Popped out the two clips that hold the back to the top.
Pulled the back out, up until the plastic soap dispenser , (which is attached to the back) hits under the lip of the top.
This does not allow enough room to get to the valves.
I finally figured out you have to lift the entire top up high enough to clear the back while pulling it ( the back) out.
Disconnected the hose clamp, electric connectors, installed the new valves into the supplied mounting plate replaced the valves .
Re -connected the hose and electric connectors and re assembled the back.
The only problem I had was when one of the spring retainers that hold the back to the top popped off and fell inside the unit, which forced me to remove everything including the back bottom screws, which caused the sides to pop off, the mounting ears , which are attached to the back,
Took some finesse but finally retrieved the spring clamp and finished everything back together.
It was a bit tricky keeping the plastic gaskets between the back and the sides from falling inside as I reassembled it.
But all is well, and would have been more difficult without the expierence written by others who posted, on the site.
Thank you to all, for the help.
I hope my efforts will help someone else.

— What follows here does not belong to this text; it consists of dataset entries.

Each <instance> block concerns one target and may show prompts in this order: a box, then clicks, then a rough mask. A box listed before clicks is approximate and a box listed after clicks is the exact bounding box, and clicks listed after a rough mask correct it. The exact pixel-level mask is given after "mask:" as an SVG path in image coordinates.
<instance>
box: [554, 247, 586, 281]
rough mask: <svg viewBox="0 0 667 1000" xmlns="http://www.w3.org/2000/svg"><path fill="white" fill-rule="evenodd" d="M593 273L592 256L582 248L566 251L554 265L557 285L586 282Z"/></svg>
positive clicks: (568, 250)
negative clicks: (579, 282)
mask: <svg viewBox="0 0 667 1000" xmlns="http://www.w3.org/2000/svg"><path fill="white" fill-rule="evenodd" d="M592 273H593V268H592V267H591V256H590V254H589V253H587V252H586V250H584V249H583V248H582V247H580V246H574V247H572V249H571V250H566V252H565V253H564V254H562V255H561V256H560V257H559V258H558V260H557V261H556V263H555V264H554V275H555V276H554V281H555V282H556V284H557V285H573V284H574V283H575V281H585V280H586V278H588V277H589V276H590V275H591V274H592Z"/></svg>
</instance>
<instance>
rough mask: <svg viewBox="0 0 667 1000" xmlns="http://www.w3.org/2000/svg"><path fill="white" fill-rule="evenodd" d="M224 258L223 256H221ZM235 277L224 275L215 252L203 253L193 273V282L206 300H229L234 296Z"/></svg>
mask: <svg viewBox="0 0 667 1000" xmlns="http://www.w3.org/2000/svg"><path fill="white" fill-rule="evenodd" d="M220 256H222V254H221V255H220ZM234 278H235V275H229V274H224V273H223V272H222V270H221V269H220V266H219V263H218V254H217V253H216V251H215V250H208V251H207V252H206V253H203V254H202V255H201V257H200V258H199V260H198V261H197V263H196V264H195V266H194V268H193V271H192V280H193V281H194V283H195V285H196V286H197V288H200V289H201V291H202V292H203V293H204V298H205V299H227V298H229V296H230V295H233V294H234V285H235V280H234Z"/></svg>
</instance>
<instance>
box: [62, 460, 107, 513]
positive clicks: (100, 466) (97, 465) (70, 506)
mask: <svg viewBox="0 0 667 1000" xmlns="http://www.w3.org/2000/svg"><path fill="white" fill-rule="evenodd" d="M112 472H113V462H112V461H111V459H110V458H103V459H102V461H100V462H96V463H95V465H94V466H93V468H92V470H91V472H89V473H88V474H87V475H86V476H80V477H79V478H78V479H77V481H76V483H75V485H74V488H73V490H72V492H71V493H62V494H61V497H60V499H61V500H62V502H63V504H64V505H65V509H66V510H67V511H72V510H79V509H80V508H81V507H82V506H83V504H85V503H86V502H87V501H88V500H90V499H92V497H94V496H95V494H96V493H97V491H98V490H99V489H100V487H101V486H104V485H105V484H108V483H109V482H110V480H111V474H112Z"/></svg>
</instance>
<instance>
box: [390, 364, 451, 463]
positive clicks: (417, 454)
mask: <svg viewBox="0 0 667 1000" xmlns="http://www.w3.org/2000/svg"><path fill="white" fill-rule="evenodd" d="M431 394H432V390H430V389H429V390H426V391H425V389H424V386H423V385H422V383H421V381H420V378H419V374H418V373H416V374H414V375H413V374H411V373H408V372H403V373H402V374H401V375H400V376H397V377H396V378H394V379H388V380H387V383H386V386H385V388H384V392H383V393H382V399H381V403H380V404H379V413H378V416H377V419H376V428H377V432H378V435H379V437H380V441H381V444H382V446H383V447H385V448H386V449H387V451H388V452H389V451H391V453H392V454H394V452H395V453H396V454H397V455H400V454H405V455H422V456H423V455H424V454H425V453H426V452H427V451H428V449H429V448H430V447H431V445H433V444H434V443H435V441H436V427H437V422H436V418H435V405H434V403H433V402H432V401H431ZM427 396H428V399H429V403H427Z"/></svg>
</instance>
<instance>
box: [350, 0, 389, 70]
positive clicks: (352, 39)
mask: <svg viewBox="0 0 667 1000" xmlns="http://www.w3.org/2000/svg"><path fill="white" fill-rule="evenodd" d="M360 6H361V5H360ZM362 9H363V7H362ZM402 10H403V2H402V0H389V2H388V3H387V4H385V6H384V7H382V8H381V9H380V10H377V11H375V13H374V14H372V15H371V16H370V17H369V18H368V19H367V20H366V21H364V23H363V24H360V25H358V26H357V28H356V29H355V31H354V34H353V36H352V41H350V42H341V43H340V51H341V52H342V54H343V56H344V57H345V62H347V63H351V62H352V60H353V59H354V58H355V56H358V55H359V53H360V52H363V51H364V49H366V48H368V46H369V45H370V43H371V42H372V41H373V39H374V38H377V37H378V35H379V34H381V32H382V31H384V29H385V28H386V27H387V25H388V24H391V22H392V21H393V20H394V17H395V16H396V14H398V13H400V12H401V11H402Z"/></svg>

Top Half of Agitator would not function without appying sideways pressure

  • Customer: Donald from Fredericksburg VA
  • Difficulty: Really easy
  • Time to Complete: 15 - 30 mins
  • Tools Required: Socket set
  • 15 of 17 people found this instruction helpful
Heard about the website... 1 minute to find it, 10 minutes to order new cogs... 3 day wait for new parts... Rec'd Fedex, 15 minutes total to pull the agitator cover (bleach dispenser) then the bung cover with o-ring (just lift out) expose bolt, unskrew and remove top portion of agitator or entire agitator if it's easier. Seperate, remove black cog holder (slides up the spindle) and replace cogs one at a time just like the old ones. Reassemble in reverse and you are back in business. Saved the $75 deductible on my home appliance warrenty. You guys are the best... cheers...

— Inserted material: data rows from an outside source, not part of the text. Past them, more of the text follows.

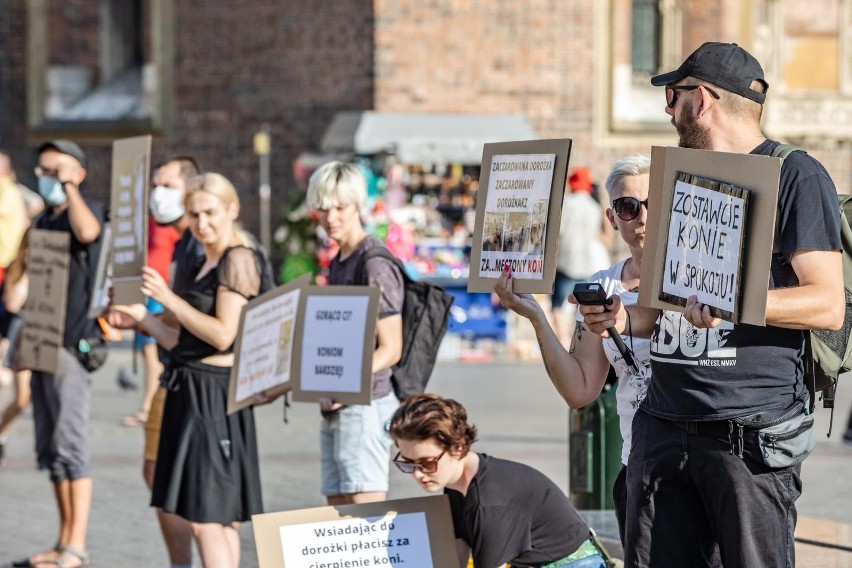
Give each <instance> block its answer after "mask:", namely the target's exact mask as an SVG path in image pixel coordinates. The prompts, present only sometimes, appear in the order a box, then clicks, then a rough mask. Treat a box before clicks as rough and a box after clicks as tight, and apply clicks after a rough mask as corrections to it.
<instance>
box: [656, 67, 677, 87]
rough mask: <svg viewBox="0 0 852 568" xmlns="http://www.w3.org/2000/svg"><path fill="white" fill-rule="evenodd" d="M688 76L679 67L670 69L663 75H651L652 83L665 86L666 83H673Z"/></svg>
mask: <svg viewBox="0 0 852 568" xmlns="http://www.w3.org/2000/svg"><path fill="white" fill-rule="evenodd" d="M684 77H686V75H684V74H683V73H681V72H680V70H679V69H676V70H674V71H669V72H668V73H663V74H662V75H657V76H656V77H651V84H652V85H654V86H655V87H665V86H666V85H671V84H672V83H676V82H678V81H680V80H681V79H683V78H684Z"/></svg>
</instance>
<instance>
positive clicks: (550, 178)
mask: <svg viewBox="0 0 852 568" xmlns="http://www.w3.org/2000/svg"><path fill="white" fill-rule="evenodd" d="M570 153H571V140H569V139H561V140H529V141H525V142H501V143H497V144H486V145H485V148H484V150H483V154H482V174H481V176H480V180H479V183H480V185H479V187H480V189H479V194H478V196H477V201H476V222H475V224H474V232H473V247H472V249H471V257H470V276H469V277H468V283H467V290H468V292H491V291H492V290H493V288H494V284H495V283H496V281H497V279H498V278H500V274H502V272H503V266H504V265H506V264H508V265H509V266H511V267H512V277H513V279H514V290H515V291H516V292H521V293H551V292H553V282H554V279H555V277H556V255H557V253H558V247H559V223H560V219H561V217H562V197H563V195H564V193H565V179H566V178H565V176H566V173H567V171H568V158H569V155H570ZM548 229H550V230H548Z"/></svg>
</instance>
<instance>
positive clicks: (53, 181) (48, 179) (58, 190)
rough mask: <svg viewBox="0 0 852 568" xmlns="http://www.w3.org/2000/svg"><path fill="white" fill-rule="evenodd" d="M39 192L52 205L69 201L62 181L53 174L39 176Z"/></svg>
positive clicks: (39, 194)
mask: <svg viewBox="0 0 852 568" xmlns="http://www.w3.org/2000/svg"><path fill="white" fill-rule="evenodd" d="M38 194H39V195H41V198H42V199H44V202H45V203H47V204H48V205H49V206H50V207H57V206H59V205H62V204H63V203H65V202H66V201H68V196H67V195H65V190H64V189H63V188H62V182H61V181H59V180H58V179H56V178H55V177H51V176H39V178H38Z"/></svg>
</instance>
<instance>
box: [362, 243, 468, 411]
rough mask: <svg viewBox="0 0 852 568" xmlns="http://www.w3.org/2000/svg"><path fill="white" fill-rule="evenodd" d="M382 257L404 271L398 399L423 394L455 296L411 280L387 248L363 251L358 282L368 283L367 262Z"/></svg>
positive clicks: (397, 267)
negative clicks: (401, 332) (401, 337)
mask: <svg viewBox="0 0 852 568" xmlns="http://www.w3.org/2000/svg"><path fill="white" fill-rule="evenodd" d="M375 257H381V258H384V259H387V260H389V261H391V262H393V263H394V264H395V265H396V267H397V268H399V271H400V272H401V273H402V278H403V282H404V286H405V295H404V299H403V303H402V356H401V357H400V359H399V362H398V363H397V364H396V365H394V366H393V368H392V370H393V375H392V376H391V381H392V383H393V390H394V393H395V394H396V397H397V398H398V399H399V400H404V399H405V398H406V397H409V396H411V395H413V394H422V393H423V392H424V391H425V390H426V383H427V382H428V381H429V377H430V375H431V374H432V369H433V368H434V367H435V359H436V358H437V357H438V348H439V347H440V346H441V340H442V339H443V338H444V334H445V333H446V332H447V320H448V318H449V315H450V306H451V305H452V303H453V297H452V296H451V295H450V294H448V293H447V292H446V291H444V289H443V288H441V287H440V286H435V285H434V284H429V283H428V282H423V281H422V280H412V279H411V278H410V277H409V276H408V274H407V273H406V272H405V267H404V266H403V265H402V262H401V261H400V260H399V259H398V258H396V257H395V256H393V254H391V252H390V251H389V250H388V249H386V248H385V247H373V248H371V249H368V250H367V251H365V252H364V254H363V255H362V256H361V258H360V259H359V260H358V266H357V267H356V268H355V282H357V283H359V284H361V285H363V286H366V285H368V283H369V279H368V276H367V274H366V270H365V268H366V265H367V261H368V260H369V259H371V258H375Z"/></svg>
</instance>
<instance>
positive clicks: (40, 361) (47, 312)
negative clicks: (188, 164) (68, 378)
mask: <svg viewBox="0 0 852 568" xmlns="http://www.w3.org/2000/svg"><path fill="white" fill-rule="evenodd" d="M70 238H71V236H70V235H69V234H68V233H65V232H59V231H45V230H40V229H31V230H30V232H29V239H30V244H29V250H28V252H27V274H28V276H29V280H30V284H29V295H28V297H27V303H26V305H25V306H24V317H23V319H24V325H23V329H22V331H21V343H20V345H19V346H18V354H19V357H20V359H19V364H20V366H21V368H22V369H32V370H34V371H44V372H46V373H51V374H56V372H57V371H58V370H59V354H60V350H61V349H62V347H63V343H64V339H65V306H66V303H67V296H68V266H69V263H70V253H69V249H68V247H69V244H70Z"/></svg>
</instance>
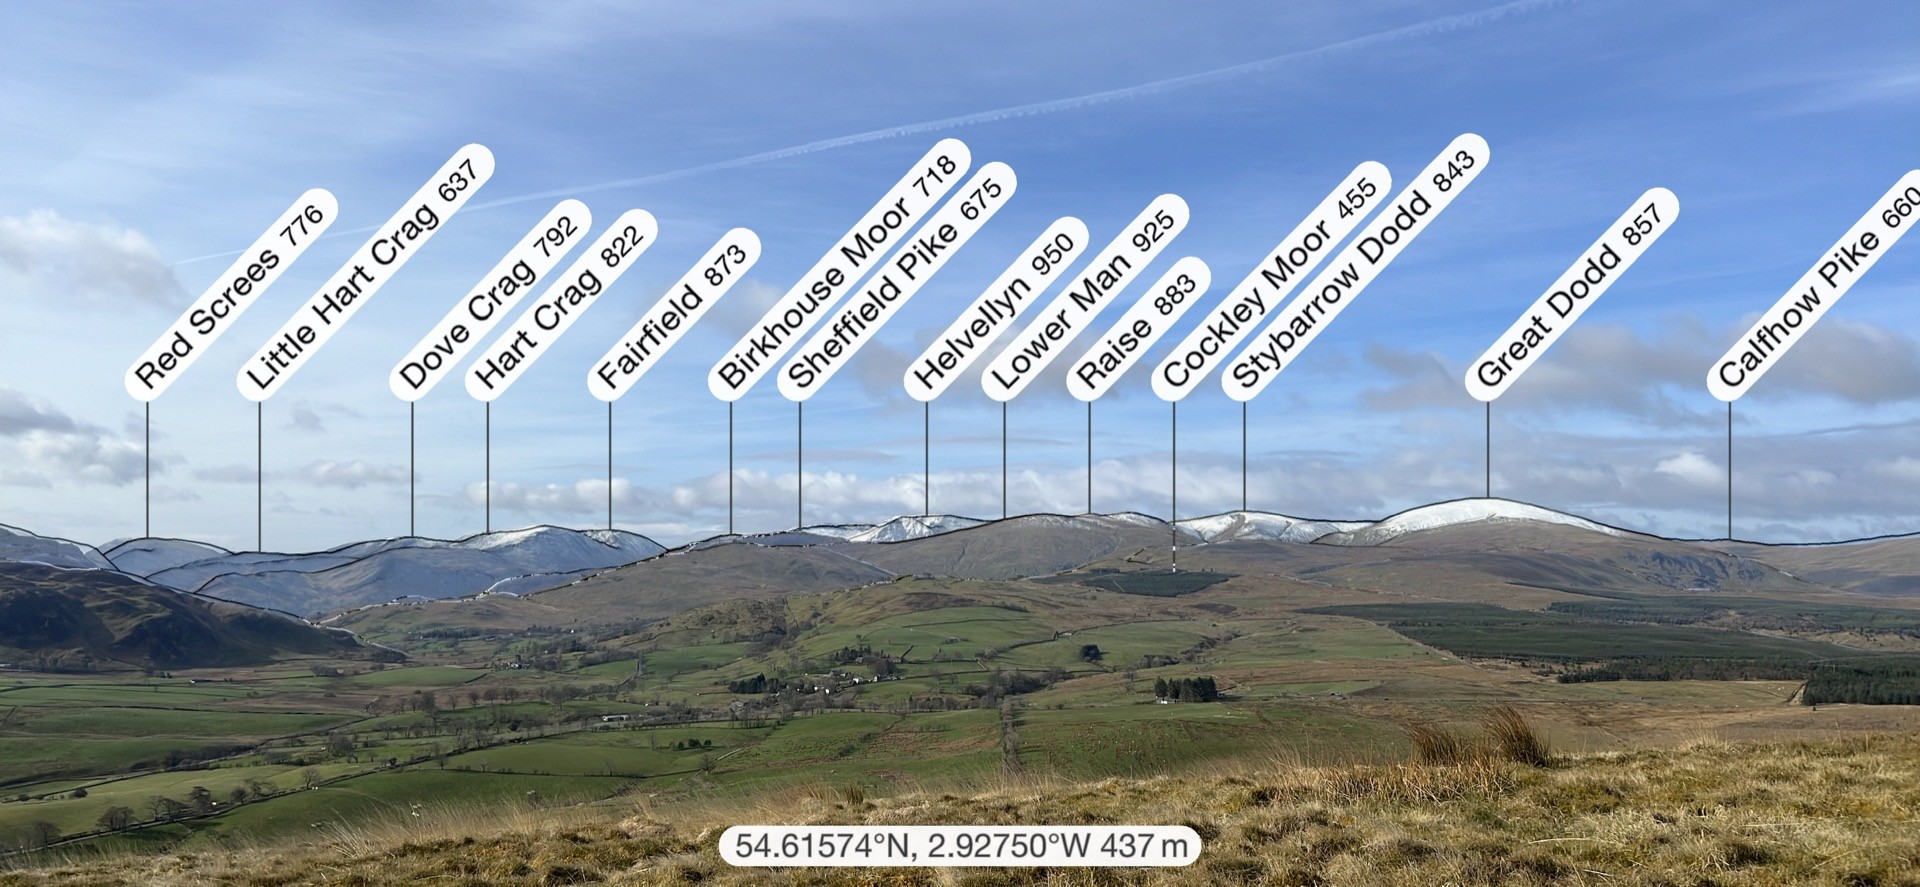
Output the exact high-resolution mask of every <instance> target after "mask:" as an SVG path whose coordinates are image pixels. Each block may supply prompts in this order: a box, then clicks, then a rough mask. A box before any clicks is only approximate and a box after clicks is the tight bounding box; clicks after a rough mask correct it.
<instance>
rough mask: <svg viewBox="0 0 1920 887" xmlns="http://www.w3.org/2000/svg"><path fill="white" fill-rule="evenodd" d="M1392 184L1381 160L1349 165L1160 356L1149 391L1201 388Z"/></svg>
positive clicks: (1162, 392)
mask: <svg viewBox="0 0 1920 887" xmlns="http://www.w3.org/2000/svg"><path fill="white" fill-rule="evenodd" d="M1392 188H1394V175H1392V173H1388V171H1386V167H1384V165H1382V163H1375V161H1371V159H1369V161H1367V163H1361V165H1357V167H1354V171H1352V173H1348V175H1346V179H1342V180H1340V184H1338V186H1334V190H1332V194H1327V200H1321V204H1319V205H1317V207H1313V211H1311V213H1308V217H1306V221H1302V223H1300V227H1296V228H1294V230H1292V232H1288V234H1286V236H1284V238H1281V244H1279V246H1275V248H1273V252H1271V253H1267V257H1265V259H1261V263H1260V265H1258V267H1254V271H1252V273H1248V275H1246V280H1240V286H1235V288H1233V292H1229V294H1227V298H1225V300H1221V303H1219V307H1215V309H1213V311H1210V313H1208V317H1206V321H1202V323H1200V326H1196V328H1194V330H1192V332H1188V334H1187V338H1185V340H1181V344H1179V346H1177V348H1175V349H1173V353H1171V355H1167V359H1165V361H1160V367H1156V369H1154V394H1158V396H1160V399H1164V401H1177V399H1183V397H1187V396H1188V394H1192V390H1194V388H1200V380H1202V378H1206V376H1208V374H1210V372H1213V367H1219V365H1221V361H1225V359H1227V355H1229V353H1233V349H1236V348H1240V342H1246V338H1248V336H1252V334H1254V328H1256V326H1260V321H1261V319H1263V317H1267V311H1273V309H1277V307H1281V300H1284V298H1286V294H1290V292H1294V286H1300V280H1306V276H1308V275H1309V273H1311V271H1313V267H1315V265H1319V261H1321V259H1323V257H1325V255H1327V253H1331V252H1332V248H1334V246H1340V240H1346V236H1348V234H1352V232H1354V228H1357V227H1359V223H1361V221H1363V219H1365V217H1367V215H1369V213H1371V211H1373V209H1375V207H1377V205H1379V204H1380V198H1382V196H1386V192H1388V190H1392Z"/></svg>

Washing machine shook violently while on spin cycle

  • Customer: Tom from Bloomfield Hills MI
  • Difficulty: A Bit Difficult
  • Time to Complete: 1- 2 hours
  • Tools Required: Nutdriver, Pliers, Screw drivers, Wrench(Adjustable)
  • 14 of 14 people found this instruction helpful
Disconnected the bracket screws that held the suspension springs in place - fed new springs into bracket and reattached. Local repairman told me that springs dont wear out, they break - wrong, they do lose their tension and thereby lose the ability to counterbalance the spinning load. Washing machine now spins like new - no wobble or shake.

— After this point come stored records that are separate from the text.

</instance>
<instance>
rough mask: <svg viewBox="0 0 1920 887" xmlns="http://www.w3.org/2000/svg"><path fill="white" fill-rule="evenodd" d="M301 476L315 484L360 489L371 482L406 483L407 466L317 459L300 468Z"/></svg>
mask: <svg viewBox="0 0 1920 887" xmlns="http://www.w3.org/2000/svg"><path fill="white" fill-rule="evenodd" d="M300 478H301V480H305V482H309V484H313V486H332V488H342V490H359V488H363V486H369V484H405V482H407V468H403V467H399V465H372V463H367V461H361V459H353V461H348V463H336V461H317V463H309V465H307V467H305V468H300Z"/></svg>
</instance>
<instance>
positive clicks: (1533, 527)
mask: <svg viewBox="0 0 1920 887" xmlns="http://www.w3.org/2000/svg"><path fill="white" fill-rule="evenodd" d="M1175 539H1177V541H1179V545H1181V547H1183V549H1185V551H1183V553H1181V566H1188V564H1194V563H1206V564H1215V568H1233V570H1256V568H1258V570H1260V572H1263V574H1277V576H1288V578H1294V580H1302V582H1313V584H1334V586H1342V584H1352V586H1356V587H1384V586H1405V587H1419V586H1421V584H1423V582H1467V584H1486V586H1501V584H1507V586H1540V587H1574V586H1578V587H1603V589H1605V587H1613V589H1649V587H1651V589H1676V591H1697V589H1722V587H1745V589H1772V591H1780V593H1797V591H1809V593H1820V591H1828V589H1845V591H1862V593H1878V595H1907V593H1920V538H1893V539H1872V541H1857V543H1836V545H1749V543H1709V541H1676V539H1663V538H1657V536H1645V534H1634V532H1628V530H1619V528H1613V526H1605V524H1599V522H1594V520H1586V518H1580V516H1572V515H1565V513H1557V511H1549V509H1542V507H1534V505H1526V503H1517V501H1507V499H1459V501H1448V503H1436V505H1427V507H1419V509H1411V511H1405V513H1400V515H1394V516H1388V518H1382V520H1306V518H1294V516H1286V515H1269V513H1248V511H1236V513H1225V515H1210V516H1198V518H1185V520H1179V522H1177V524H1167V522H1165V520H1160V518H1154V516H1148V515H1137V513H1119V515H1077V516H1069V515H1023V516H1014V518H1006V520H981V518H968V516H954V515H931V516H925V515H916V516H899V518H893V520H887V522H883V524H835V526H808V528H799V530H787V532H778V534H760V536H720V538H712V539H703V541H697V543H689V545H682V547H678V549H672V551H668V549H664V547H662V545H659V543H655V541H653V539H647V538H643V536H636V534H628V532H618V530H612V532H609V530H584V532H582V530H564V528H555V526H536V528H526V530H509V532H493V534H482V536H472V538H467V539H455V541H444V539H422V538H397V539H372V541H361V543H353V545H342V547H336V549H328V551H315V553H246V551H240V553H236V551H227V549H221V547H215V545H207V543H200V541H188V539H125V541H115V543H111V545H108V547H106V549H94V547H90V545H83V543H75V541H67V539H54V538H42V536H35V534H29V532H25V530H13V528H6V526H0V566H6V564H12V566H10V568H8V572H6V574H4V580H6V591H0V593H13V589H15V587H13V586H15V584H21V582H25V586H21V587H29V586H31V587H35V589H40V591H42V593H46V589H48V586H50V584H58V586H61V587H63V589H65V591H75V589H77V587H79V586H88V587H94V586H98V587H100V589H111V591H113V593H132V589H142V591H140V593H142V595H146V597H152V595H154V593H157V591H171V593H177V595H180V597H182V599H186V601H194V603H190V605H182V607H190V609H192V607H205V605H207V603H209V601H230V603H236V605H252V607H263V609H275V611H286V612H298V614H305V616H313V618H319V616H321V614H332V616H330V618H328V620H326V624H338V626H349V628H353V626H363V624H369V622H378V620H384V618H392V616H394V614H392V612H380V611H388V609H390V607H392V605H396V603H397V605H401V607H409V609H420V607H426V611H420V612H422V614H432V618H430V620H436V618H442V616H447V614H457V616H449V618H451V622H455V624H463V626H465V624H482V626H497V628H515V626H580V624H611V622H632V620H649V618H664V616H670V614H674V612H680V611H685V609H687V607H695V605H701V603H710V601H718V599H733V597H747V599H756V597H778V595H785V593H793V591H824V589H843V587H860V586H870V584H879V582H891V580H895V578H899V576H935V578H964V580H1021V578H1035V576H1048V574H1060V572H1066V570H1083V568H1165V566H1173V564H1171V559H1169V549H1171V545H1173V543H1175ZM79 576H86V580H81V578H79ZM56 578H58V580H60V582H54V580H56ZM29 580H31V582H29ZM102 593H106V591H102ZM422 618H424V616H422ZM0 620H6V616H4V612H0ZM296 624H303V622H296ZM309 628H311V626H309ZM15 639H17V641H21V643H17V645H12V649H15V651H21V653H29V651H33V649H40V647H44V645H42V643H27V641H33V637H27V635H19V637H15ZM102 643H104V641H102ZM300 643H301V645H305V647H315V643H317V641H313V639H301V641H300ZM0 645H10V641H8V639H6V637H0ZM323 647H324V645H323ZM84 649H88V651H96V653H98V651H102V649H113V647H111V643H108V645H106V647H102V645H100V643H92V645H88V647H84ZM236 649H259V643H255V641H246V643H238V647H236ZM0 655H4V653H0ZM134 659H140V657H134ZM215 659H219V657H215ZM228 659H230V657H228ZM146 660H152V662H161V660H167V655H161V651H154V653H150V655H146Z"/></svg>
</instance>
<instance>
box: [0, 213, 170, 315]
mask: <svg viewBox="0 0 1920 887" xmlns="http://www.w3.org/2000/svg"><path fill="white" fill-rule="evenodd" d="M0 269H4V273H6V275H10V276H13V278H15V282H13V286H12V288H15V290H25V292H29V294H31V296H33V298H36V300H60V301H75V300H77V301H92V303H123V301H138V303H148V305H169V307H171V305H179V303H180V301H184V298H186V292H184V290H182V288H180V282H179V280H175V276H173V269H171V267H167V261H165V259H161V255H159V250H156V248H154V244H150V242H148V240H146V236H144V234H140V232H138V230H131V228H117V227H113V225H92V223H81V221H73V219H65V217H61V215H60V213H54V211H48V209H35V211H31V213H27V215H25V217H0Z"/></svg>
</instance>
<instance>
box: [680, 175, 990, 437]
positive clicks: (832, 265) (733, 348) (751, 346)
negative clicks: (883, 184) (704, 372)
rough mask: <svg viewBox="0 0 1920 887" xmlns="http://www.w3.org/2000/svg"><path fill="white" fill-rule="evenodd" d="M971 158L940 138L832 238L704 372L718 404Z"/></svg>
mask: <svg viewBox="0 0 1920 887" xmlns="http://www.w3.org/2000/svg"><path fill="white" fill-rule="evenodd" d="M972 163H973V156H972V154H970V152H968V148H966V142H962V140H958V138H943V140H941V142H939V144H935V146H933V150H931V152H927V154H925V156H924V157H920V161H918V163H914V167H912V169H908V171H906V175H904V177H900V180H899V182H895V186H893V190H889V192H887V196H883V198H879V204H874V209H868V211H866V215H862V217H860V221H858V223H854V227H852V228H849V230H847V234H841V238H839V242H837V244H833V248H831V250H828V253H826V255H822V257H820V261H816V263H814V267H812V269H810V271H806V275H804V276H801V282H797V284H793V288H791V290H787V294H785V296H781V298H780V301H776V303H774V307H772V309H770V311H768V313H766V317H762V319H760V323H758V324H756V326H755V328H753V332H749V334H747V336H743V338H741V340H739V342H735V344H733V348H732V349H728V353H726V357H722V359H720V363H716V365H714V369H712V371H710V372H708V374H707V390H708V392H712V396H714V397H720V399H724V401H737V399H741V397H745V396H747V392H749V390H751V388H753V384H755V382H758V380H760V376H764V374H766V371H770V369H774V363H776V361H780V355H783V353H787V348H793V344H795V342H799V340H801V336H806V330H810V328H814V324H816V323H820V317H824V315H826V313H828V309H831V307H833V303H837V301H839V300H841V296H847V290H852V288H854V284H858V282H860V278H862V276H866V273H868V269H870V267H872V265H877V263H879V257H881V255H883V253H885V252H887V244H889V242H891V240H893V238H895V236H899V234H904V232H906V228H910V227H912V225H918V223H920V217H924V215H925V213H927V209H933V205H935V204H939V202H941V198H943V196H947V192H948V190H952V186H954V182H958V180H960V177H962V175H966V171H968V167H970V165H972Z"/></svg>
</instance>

The movers broke both water intakes off flush with the back of the machine

  • Customer: Dennis from Oak Island NC
  • Difficulty: Really easy
  • Time to Complete: 15 - 30 mins
  • Tools Required: Pliers, Screw drivers
  • 13 of 14 people found this instruction helpful
took off two screws that held the top part on took the screws that held the back on 4 screws removed the one screw that held the replacement valve put the black mounting plate on the machine replaced screws very simple.

Would not spin

  • Customer: floyd from Slidell LA
  • Difficulty: Easy
  • Time to Complete: 1- 2 hours
  • Tools Required: Pliers, Screw drivers, Socket set
  • 17 of 28 people found this instruction helpful
Remove the nut from the top of the motor shift inside of wsher. then remove the wire harness plug. Take out three bolts side the shaft and motor out. Replace clutch and install in reverse order.